# Postfix virtual  mysql.  virtual alias issues.



## hockey97 (Nov 20, 2011)

Hi, currently I set up postfix with mysql database and devocot. Here is the issue: I can log in to my e-mail accounts and send e-mail to outside to the internet. The problem is that I can't send e-mail from the internet to any of these users account. I get an error saying sorry no such user on this server. I checked the logs and it says something about the virtual alias table lookup failed to find user such and such. 

Well here is the word for word error I see:

```
Recipient address rejected: User unknown in virtual alias table
```

I don't understand what this means? I do have the users created in the mysql database.
Even they have their own folders in the virtual mailbox path. I don't understand what is wrong. I just know it keeps failing to find such users on this server. I am guessing that the virtual alias script is wrong. Yet, I followed many tutorials. Can anyone explain to me what I need to do in the virtual alias map? what in the database is needed for my mail server to be able to find the users and their mailboxes so the mail server can deliver e-mails sent to these users.

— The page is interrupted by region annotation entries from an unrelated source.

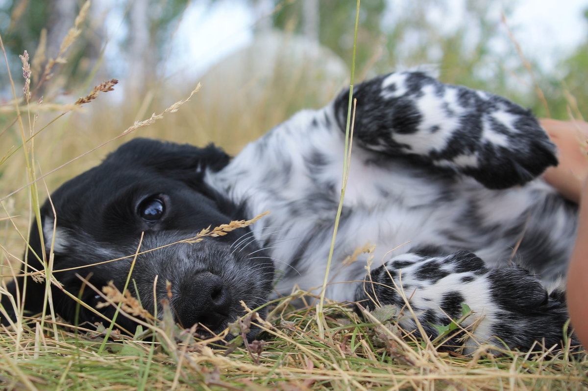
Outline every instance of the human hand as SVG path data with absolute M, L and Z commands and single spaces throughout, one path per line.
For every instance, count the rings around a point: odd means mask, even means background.
M 547 168 L 543 177 L 566 198 L 578 203 L 588 175 L 588 123 L 583 121 L 542 119 L 541 126 L 557 146 L 557 167 Z

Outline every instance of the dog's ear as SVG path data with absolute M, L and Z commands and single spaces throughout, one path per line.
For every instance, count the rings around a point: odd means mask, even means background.
M 138 164 L 161 171 L 217 171 L 230 160 L 229 155 L 212 144 L 198 148 L 188 144 L 135 139 L 110 154 L 104 163 Z

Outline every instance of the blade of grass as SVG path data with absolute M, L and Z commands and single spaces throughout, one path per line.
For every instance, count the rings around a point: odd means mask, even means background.
M 345 150 L 343 161 L 343 179 L 341 184 L 341 196 L 339 200 L 339 206 L 337 208 L 337 215 L 335 217 L 335 227 L 333 228 L 333 236 L 331 239 L 330 248 L 329 250 L 329 258 L 327 259 L 326 268 L 325 270 L 325 278 L 323 279 L 323 285 L 320 290 L 320 299 L 316 308 L 316 323 L 319 326 L 319 333 L 321 338 L 325 338 L 325 332 L 323 328 L 325 314 L 323 307 L 325 303 L 325 294 L 326 290 L 327 282 L 329 281 L 329 271 L 330 269 L 333 260 L 333 253 L 335 251 L 335 244 L 337 239 L 337 231 L 339 228 L 339 222 L 341 218 L 341 211 L 343 210 L 343 201 L 345 198 L 345 188 L 347 186 L 347 178 L 349 176 L 350 152 L 350 130 L 351 123 L 351 103 L 353 97 L 353 83 L 355 76 L 355 55 L 358 45 L 358 28 L 359 25 L 359 3 L 357 0 L 355 10 L 355 30 L 353 35 L 353 54 L 351 61 L 351 79 L 349 82 L 349 100 L 347 107 L 347 122 L 345 124 Z M 355 114 L 355 113 L 354 113 Z

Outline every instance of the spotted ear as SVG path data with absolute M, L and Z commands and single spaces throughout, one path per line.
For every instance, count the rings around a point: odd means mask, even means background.
M 164 171 L 199 171 L 205 168 L 216 171 L 230 160 L 228 154 L 212 144 L 199 148 L 188 144 L 139 138 L 121 146 L 103 163 L 140 165 Z
M 349 92 L 333 110 L 344 129 Z M 489 188 L 522 185 L 557 164 L 532 113 L 496 95 L 398 72 L 356 86 L 355 136 L 364 148 L 473 177 Z

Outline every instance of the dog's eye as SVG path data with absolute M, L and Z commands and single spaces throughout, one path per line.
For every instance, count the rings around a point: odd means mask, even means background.
M 161 218 L 165 211 L 163 201 L 159 198 L 147 198 L 139 205 L 137 213 L 147 223 L 155 223 Z

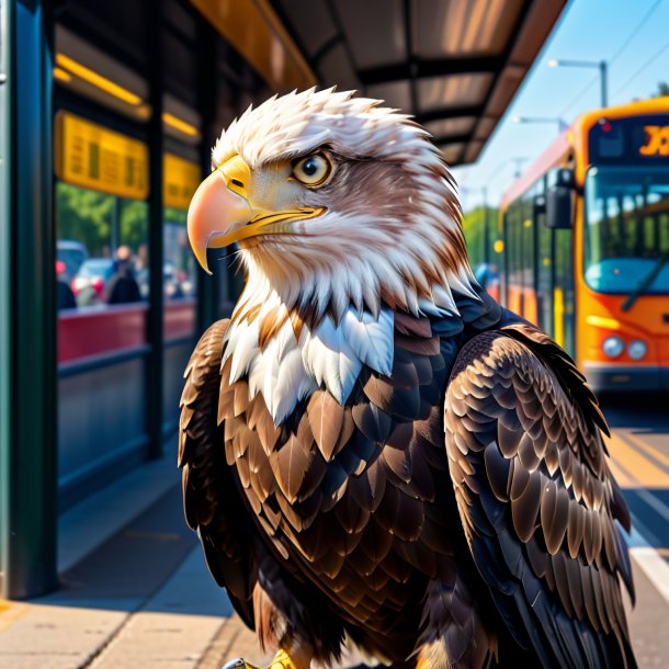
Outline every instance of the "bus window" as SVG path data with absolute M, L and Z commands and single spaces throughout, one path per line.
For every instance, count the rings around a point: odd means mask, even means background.
M 532 199 L 525 197 L 521 203 L 521 263 L 522 263 L 522 294 L 523 294 L 523 316 L 532 321 L 537 321 L 536 285 L 534 281 L 535 268 L 535 241 L 533 222 Z
M 538 327 L 554 337 L 553 329 L 553 231 L 544 225 L 545 214 L 536 216 L 534 225 L 537 233 L 537 286 Z

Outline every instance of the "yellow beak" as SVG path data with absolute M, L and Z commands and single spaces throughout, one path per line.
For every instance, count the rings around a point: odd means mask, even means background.
M 241 156 L 235 156 L 212 172 L 191 200 L 189 240 L 197 262 L 208 274 L 212 272 L 207 267 L 207 248 L 223 248 L 258 235 L 290 234 L 290 223 L 325 212 L 322 207 L 301 207 L 256 213 L 249 202 L 250 180 L 249 166 Z
M 240 156 L 212 172 L 195 191 L 189 207 L 188 231 L 193 253 L 202 269 L 207 267 L 207 248 L 222 248 L 239 237 L 235 231 L 253 218 L 247 200 L 251 172 Z

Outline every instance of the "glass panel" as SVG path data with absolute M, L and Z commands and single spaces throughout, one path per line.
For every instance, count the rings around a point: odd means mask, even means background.
M 544 225 L 545 214 L 536 216 L 536 229 L 538 231 L 538 258 L 537 258 L 537 297 L 538 297 L 538 325 L 551 337 L 553 329 L 553 234 L 551 228 Z
M 59 308 L 139 302 L 148 296 L 148 285 L 140 288 L 137 280 L 148 238 L 145 202 L 58 182 L 56 228 Z
M 555 340 L 574 356 L 574 258 L 571 230 L 555 230 Z
M 669 293 L 669 172 L 592 168 L 586 180 L 586 281 L 602 293 Z
M 146 341 L 148 206 L 58 181 L 58 361 Z

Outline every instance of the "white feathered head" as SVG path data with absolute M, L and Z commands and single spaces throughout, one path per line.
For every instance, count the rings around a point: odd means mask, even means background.
M 455 310 L 472 294 L 454 182 L 409 116 L 333 89 L 249 109 L 213 150 L 189 211 L 201 264 L 238 242 L 247 288 L 237 316 L 270 295 L 337 321 L 349 306 Z

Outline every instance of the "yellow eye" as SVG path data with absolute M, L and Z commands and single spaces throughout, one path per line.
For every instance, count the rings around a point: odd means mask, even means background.
M 322 185 L 331 173 L 332 163 L 320 151 L 299 158 L 293 166 L 293 177 L 308 186 Z

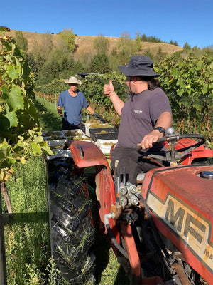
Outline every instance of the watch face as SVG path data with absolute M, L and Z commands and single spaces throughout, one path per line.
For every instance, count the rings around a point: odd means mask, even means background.
M 160 133 L 162 133 L 163 135 L 165 134 L 165 129 L 163 127 L 156 127 L 154 130 L 158 130 Z

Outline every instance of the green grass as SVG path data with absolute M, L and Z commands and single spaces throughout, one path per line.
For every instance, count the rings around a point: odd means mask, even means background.
M 14 218 L 4 227 L 7 283 L 42 285 L 50 257 L 45 165 L 42 157 L 33 157 L 14 169 L 6 184 Z
M 60 130 L 61 120 L 54 104 L 36 99 L 43 131 Z M 4 227 L 8 284 L 56 284 L 56 269 L 50 259 L 45 167 L 42 157 L 33 157 L 25 165 L 15 165 L 15 175 L 6 187 L 16 222 Z M 3 209 L 6 212 L 4 204 Z M 94 252 L 96 285 L 129 284 L 108 239 L 99 232 Z

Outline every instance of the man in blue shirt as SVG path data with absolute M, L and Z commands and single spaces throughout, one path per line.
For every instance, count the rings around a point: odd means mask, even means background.
M 65 81 L 70 88 L 62 92 L 58 101 L 58 113 L 62 119 L 62 130 L 80 128 L 82 120 L 82 109 L 87 109 L 92 114 L 98 116 L 87 101 L 84 94 L 77 90 L 77 86 L 82 82 L 75 76 Z M 64 108 L 64 115 L 62 108 Z

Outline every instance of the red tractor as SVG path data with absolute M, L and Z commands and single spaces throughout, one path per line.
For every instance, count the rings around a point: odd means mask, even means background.
M 126 181 L 125 170 L 112 173 L 92 142 L 72 141 L 72 157 L 48 162 L 51 244 L 62 279 L 94 282 L 88 199 L 94 181 L 99 229 L 130 284 L 213 284 L 213 151 L 203 135 L 178 135 L 173 128 L 160 142 L 168 147 L 166 155 L 149 158 L 170 166 L 139 174 L 136 185 Z

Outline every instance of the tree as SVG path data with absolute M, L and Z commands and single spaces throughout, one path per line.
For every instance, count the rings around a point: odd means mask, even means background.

I am having the same issues like this guy:

http://groups.google.com/group/mailing.postfix.users/browse_thread/thread/3f2ebf65a0244d93


but I want to be able to have multiple domain names to receive mail for.


----------



## redw0lfx (Nov 22, 2011)

It would help if you could show your current configuration. Or at least the virtual_* and smtpd_recipient_restrictions from /usr/local/etc/postfix/main.cf.  Also any /usr/local/etc/postfix/virtual_* files you have configured for. The more info the merrier.

Also, I am guessing each of your virtual email addresses will map to a physical UNIX user?  Or are you using a single UNIX account like 'vhost' to for all virtual users?  If the latter, then you want to use virtual mailbox domains, not virtual aliases domains.


----------



## hockey97 (Dec 7, 2011)

I am using one single physical UNIX user. I am using both methods currently at the same time.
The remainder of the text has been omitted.